Da das Grundgesetz keine Bundesexekution gegenüber den Ländern vorsieht, kann nur auf dem Weg der Vereinbarung oder durch eine spezielle gesetzliche Regelung eine gemeinsame Strategie umgesetzt werden. Das 2001 in Kraft getretene Infektionsschutzgesetz sieht beispielsweise Grundrechtseinschränkungen vor, für die Umsetzung sind die Länder in eigener Verantwortung zuständig. Den kommunalen Gesundheitsämtern verschafft das Gesetz besondere Rechte, während eine Steuerungsfunktion des Bundes dafür spiegelbildlich nicht vorgesehen ist.

Diese Hinweise lassen erkennen, dass das Miteinander der verschiedenen Verwaltungsebenen in Deutschland trotz der grundgesetzlichen Verankerung der primären Zuständigkeit bei den Bundesländern heute grundsätzliche Schwierigkeiten administrativer Wirksamkeit begründet: Arbeitsteilung, feste Kompetenzen, hierarchische Ordnung sind neu zu definieren. Hinzu kommt eine spezielle Herausforderung in einer bundesweiten Krisensituation: In einer solchen Lage geht es darum, trade-offs zu würdigen, abzuwägen, mit Unsicherheit umzugehen und Risiken zu managen.

Das ist genau das, was der öffentlichen Verwaltung als „kontinuierlicher regelgebundener Betrieb von Amtsgeschäften“ (Wirtschaft und Gesellschaft, 125) systematisch wesensfremd ist.

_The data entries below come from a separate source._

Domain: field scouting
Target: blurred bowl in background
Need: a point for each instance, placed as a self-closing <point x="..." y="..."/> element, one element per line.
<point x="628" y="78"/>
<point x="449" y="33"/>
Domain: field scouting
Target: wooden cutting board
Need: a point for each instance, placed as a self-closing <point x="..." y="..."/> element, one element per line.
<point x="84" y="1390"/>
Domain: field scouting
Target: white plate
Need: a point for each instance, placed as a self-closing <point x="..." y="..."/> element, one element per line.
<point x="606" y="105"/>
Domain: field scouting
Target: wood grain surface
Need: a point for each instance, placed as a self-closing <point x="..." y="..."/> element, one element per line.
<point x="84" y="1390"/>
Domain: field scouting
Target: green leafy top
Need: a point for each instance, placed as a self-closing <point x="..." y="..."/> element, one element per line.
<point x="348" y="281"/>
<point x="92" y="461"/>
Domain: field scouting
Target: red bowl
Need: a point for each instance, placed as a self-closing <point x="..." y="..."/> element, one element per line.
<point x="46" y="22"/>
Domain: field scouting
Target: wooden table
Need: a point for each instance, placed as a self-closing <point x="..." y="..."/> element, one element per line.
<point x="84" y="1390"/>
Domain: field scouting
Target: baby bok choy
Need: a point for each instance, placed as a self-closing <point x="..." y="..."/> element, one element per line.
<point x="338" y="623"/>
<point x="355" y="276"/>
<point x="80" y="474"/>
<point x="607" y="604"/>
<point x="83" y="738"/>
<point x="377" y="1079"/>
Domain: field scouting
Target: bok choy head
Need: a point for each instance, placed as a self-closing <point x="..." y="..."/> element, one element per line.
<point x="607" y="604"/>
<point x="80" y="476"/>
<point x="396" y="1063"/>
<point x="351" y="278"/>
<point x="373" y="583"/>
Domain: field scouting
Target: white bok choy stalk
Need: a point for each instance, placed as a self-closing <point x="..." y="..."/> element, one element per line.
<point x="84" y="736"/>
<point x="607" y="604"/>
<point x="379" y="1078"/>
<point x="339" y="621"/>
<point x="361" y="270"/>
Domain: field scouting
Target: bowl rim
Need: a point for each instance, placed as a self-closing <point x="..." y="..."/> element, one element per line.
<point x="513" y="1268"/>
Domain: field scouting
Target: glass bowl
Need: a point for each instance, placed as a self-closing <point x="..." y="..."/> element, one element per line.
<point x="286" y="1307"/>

Angesichts der Amtshaftung und einer immer weiter fortschreitenden Kodifizierung haben sich die Bedingungen für ein agiles Krisenmanagements – also Handeln unter Unsicherheit, ohne Regelungsvorgabe oder transferierbares Erfahrungswissen – eher verschlechtert. Das fordert die Politik – mit Verhältnismäßigkeit und ohne Übermaß – in der Krise konsequent zu entscheiden, die Umsetzung durch Projektstrukturen und Einsatzgruppen (Task Force) sicher zu stellen, um damit alle relevanten Verwaltungen und Verwaltungsebenen einzubeziehen. Erst dann ist der Staat der wirksame Retter in der Not, nicht schon durch die Verkündigung von Zielen, die schnell graue Theorie werden.